Our syndicalist and anarchist friend Francesco Ghezzi, having sought refuge in soviet Russia following a heavy sentence in fascist Italy and a threat of extradition to Germany, has, for the past eight months, been under arrest and held in Suzdal at the pleasure of the GPU. At the time of that scandalous arrest we protested in Lutte des Classes. Jacques Mesnil said everything there is to be said, everything being thought by Ghezzi’s friends and comrades, in several articles in La Revolution proletarienne. A petition by intellectuals sympathetic to the USSR and endorsed by Romain Rolland, Istraiti, Langevin, Andrée Viollis, Challaye, Léon Werth, Mathias Morhardt, etc., and forwarded to Moscow has thus far proved pointless. A Defence Committee was set up recently and is to circulate a pamphlet. Lazarévitch has briefed Belgian labour opinion in several meetings. The agitation is just beginning.
But Ghezzi is sick, weak, afflicted with TB and treated in Suzdal in an inhuman manner that will inevitably put his life in danger. Are we going to confine ourselves to platonic protests or will we finally decide upon vigorous action to save this revolutionary worker? Why not visit reprisals upon the contemptible persons of the likes of Cachin or a Barbusse, or some other swine of that sort, until they hand us back our comrade safely? These traders in sovietism would stop egging on the repression of revolutionary ideas in the USSR if they knew that at the same time they were taking a risk as well as reaping the benefits from their sordid trade, and they might think twice over yonder before battering a unanimously respected militant if they had to expect counter-action within the International. The issue should be thrashed out quickly among comrades prepared to react against the passivity of our once revolutionary circles.

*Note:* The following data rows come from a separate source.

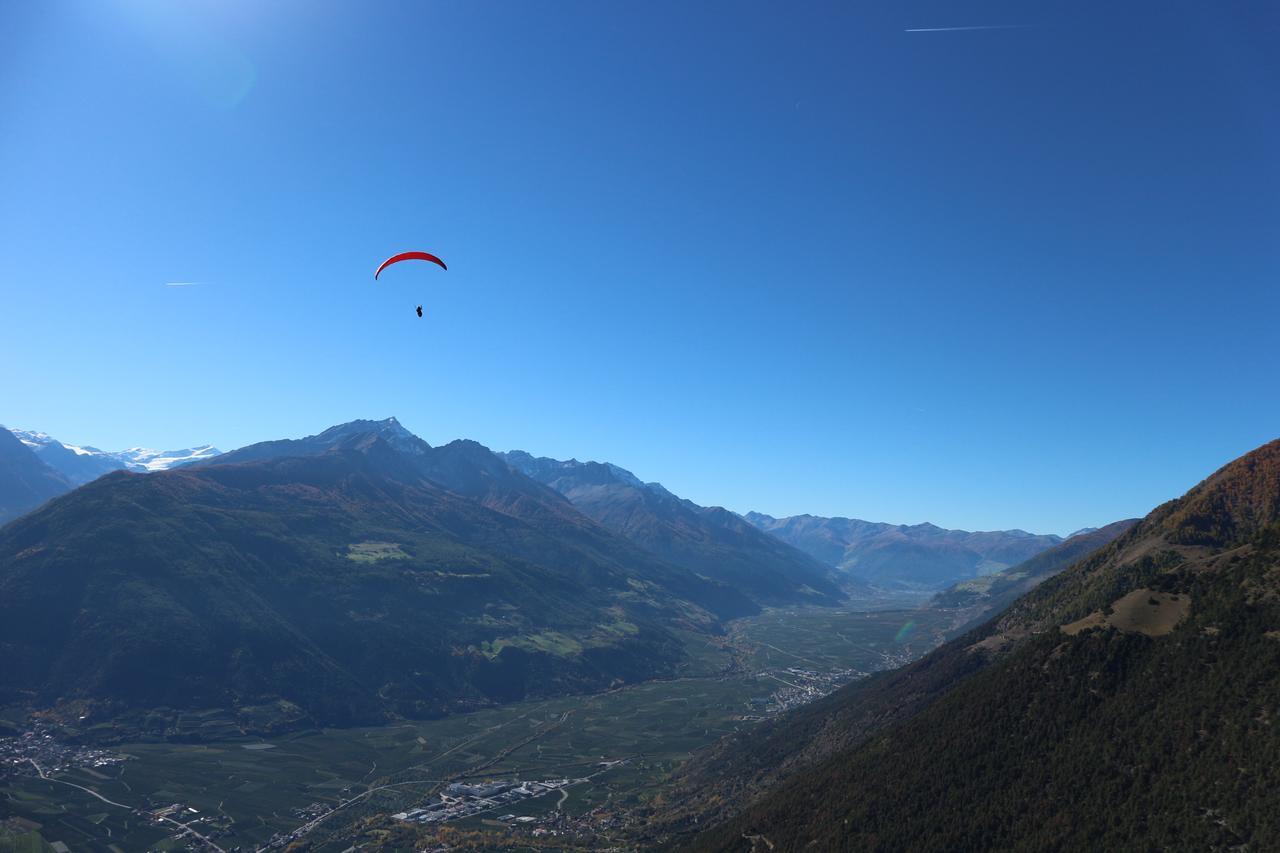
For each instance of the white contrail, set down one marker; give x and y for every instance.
(963, 28)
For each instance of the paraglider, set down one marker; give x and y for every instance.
(396, 259)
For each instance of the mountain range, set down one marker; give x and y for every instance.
(709, 541)
(988, 594)
(81, 464)
(350, 576)
(24, 480)
(910, 557)
(1127, 702)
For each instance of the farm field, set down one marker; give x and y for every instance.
(622, 744)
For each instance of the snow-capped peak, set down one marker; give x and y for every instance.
(81, 464)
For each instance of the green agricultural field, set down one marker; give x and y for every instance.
(254, 787)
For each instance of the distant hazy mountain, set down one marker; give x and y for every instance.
(81, 464)
(343, 578)
(1128, 702)
(26, 482)
(709, 541)
(982, 597)
(920, 556)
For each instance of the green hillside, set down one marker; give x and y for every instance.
(336, 588)
(1125, 703)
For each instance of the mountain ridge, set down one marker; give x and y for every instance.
(329, 588)
(1165, 639)
(709, 541)
(920, 556)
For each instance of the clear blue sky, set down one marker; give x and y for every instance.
(778, 256)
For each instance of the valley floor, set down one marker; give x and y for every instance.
(593, 757)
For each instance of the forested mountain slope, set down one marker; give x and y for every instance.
(1127, 702)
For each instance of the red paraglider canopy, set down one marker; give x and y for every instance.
(396, 259)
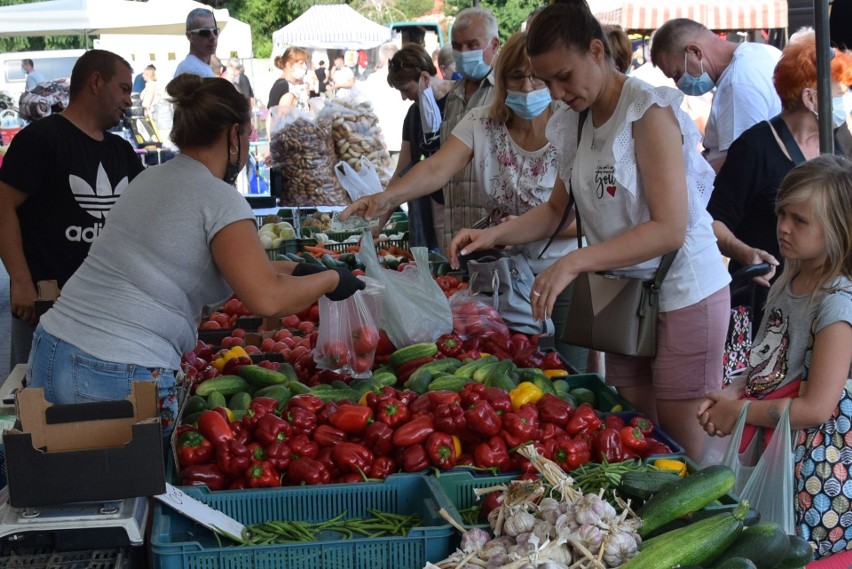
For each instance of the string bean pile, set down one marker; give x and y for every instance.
(377, 525)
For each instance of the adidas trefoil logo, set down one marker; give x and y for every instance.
(99, 200)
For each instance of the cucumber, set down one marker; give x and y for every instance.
(259, 376)
(799, 553)
(685, 496)
(764, 544)
(737, 563)
(696, 544)
(227, 385)
(412, 352)
(239, 401)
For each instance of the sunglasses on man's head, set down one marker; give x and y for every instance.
(205, 32)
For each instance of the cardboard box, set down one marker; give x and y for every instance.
(87, 452)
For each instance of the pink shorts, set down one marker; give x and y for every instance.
(690, 346)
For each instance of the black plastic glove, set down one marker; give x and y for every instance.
(347, 286)
(302, 269)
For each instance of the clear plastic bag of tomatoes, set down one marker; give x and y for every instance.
(349, 331)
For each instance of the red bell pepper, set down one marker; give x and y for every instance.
(233, 458)
(278, 454)
(606, 445)
(552, 409)
(614, 422)
(520, 425)
(450, 344)
(193, 448)
(301, 446)
(414, 432)
(633, 439)
(441, 448)
(414, 458)
(492, 453)
(571, 453)
(378, 437)
(306, 401)
(431, 399)
(215, 428)
(352, 419)
(449, 418)
(353, 458)
(483, 419)
(307, 471)
(270, 428)
(303, 421)
(584, 421)
(643, 423)
(203, 474)
(392, 412)
(382, 467)
(499, 399)
(471, 393)
(328, 436)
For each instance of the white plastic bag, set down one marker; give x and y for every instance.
(360, 181)
(415, 308)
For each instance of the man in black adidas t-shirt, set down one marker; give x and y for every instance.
(59, 179)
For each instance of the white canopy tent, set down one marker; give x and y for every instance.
(95, 17)
(334, 26)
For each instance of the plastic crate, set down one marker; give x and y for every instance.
(606, 398)
(658, 434)
(177, 542)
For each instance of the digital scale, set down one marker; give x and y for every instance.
(70, 527)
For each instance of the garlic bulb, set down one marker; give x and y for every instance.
(619, 548)
(519, 522)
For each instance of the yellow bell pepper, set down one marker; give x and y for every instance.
(525, 392)
(671, 465)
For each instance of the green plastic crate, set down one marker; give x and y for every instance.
(606, 399)
(179, 543)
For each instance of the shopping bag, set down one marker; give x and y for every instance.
(361, 180)
(415, 308)
(770, 488)
(347, 343)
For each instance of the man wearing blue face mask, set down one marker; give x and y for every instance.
(699, 60)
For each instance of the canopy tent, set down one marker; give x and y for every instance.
(332, 26)
(637, 15)
(95, 17)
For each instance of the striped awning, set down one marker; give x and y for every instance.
(715, 14)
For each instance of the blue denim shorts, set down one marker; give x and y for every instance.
(70, 375)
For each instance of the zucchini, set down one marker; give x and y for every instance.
(799, 553)
(737, 563)
(685, 496)
(412, 352)
(227, 385)
(764, 544)
(259, 376)
(696, 544)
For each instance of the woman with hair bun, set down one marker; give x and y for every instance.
(180, 238)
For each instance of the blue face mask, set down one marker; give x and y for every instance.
(692, 85)
(471, 65)
(528, 105)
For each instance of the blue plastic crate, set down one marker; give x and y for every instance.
(177, 542)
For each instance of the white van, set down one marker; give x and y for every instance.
(56, 64)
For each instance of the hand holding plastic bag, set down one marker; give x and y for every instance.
(415, 308)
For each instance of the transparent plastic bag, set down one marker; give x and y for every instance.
(415, 308)
(347, 343)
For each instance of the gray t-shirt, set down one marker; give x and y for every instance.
(139, 294)
(786, 335)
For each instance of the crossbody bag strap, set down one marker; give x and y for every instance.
(786, 136)
(571, 200)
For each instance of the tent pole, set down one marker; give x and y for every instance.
(826, 131)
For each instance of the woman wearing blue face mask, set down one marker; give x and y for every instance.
(515, 165)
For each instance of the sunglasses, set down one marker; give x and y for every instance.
(205, 32)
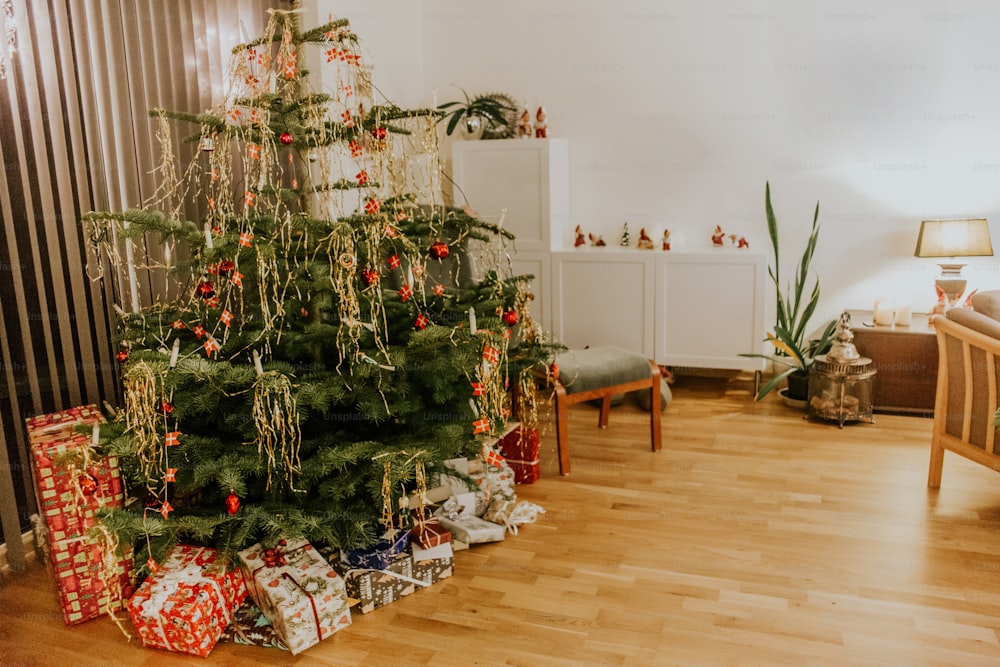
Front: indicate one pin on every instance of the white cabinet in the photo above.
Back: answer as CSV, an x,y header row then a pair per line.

Boris Souvarine (1895-1984) Co-founder of the French Communist Party and served three years as a Comintern official. He was alert to factionalism within the Russian CP and opposed Stalin from 1924 onwards before breaking with Trotsky in 1929. He later withdrew from activism to become a leading sovietologist and writer.
Henri Barbusse (1873-1935) French realist novelist and pacifist who launched the Clarté group after the Great War. An enthusiastic supporter of the Russian revolution - not least because of its conclusion of an early peace - he was a communist fellow-traveller from 1920 onwards and died in Moscow in the same year as he published his book, Stalin.
From: Bulletin Communiste, Organe du communisme international No 31, February 1930 [This was Boris Souvarine’s paper]. Translated by: Paul Sharkey.